In politics, he was both an MP and a member (and for many years chairman) of the London County Council. In Parliament, his chief concerns were for workers (as well as the Bank Holidays, he fought for statutory limits to the working day) and for the preservation of history: he introduced the 1882 Ancient Monuments Protection Act, which covered (in the first instance) 68 sites in Britain and Ireland, and led to the appointment of his soon-to-be father-in-law as the first Inspector of Ancient Monuments.
He purchased as much land as he could of the site of the Avebury henge, to preserve the stones from further destruction and from new homes for the growing village being built inside the rings, and, when created a peer in 1900, took Avebury as his title. He travelled widely, visiting France with Sir John Evans to meet Boucher de Perthes, encountering a rather bombastic Schliemann at Hissarlik and excavating himself at Bunarbashi, historically the most favoured possible site for Troy.
He wrote best-selling books on the pleasures of life, the use of life, and the beauties of nature – he claimed no originality for these, but published ‘hoping that the thoughts and quotations in which I have myself found most comfort, may perhaps be of use to others also.’

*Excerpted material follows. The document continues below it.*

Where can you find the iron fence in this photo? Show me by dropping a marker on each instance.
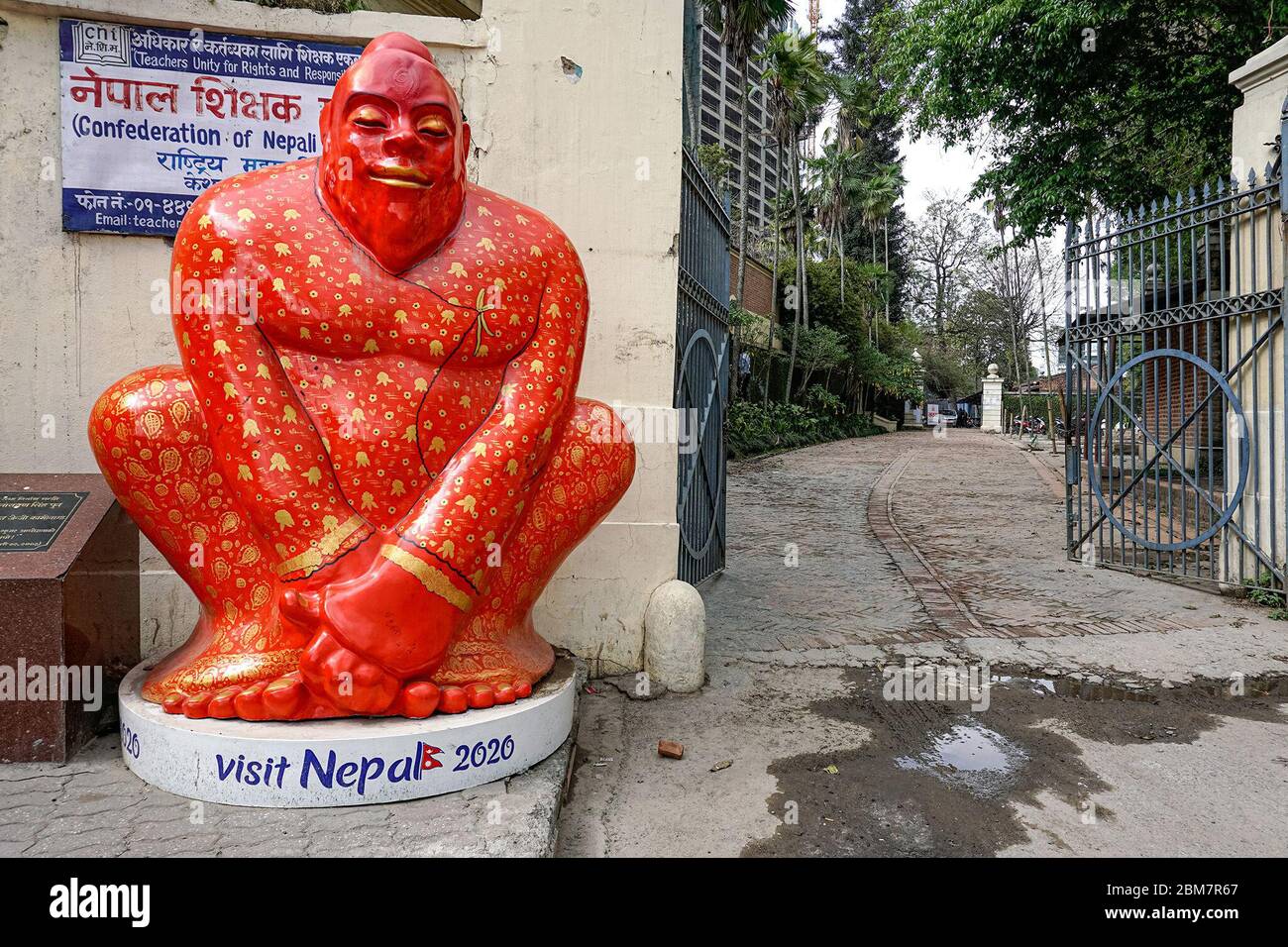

And in addition he corresponded with hundreds of people on all sorts of topics, including Thomas Hughes (of Tom Brown’s Schooldays) on the need for scrubbing clean the Uffington White Horse, John Ruskin on aphids, Cardinal Manning on social problems, Randolph Churchill on bimetallism, and G.G. Stokes on the mathematics of proportional representation in elections.
Oh, and he spent some time teaching Van, his poodle puppy, to recognise flash cards, but felt it was unkind to keep a dog in London, and so sent him back to Kent and gave up the experiment.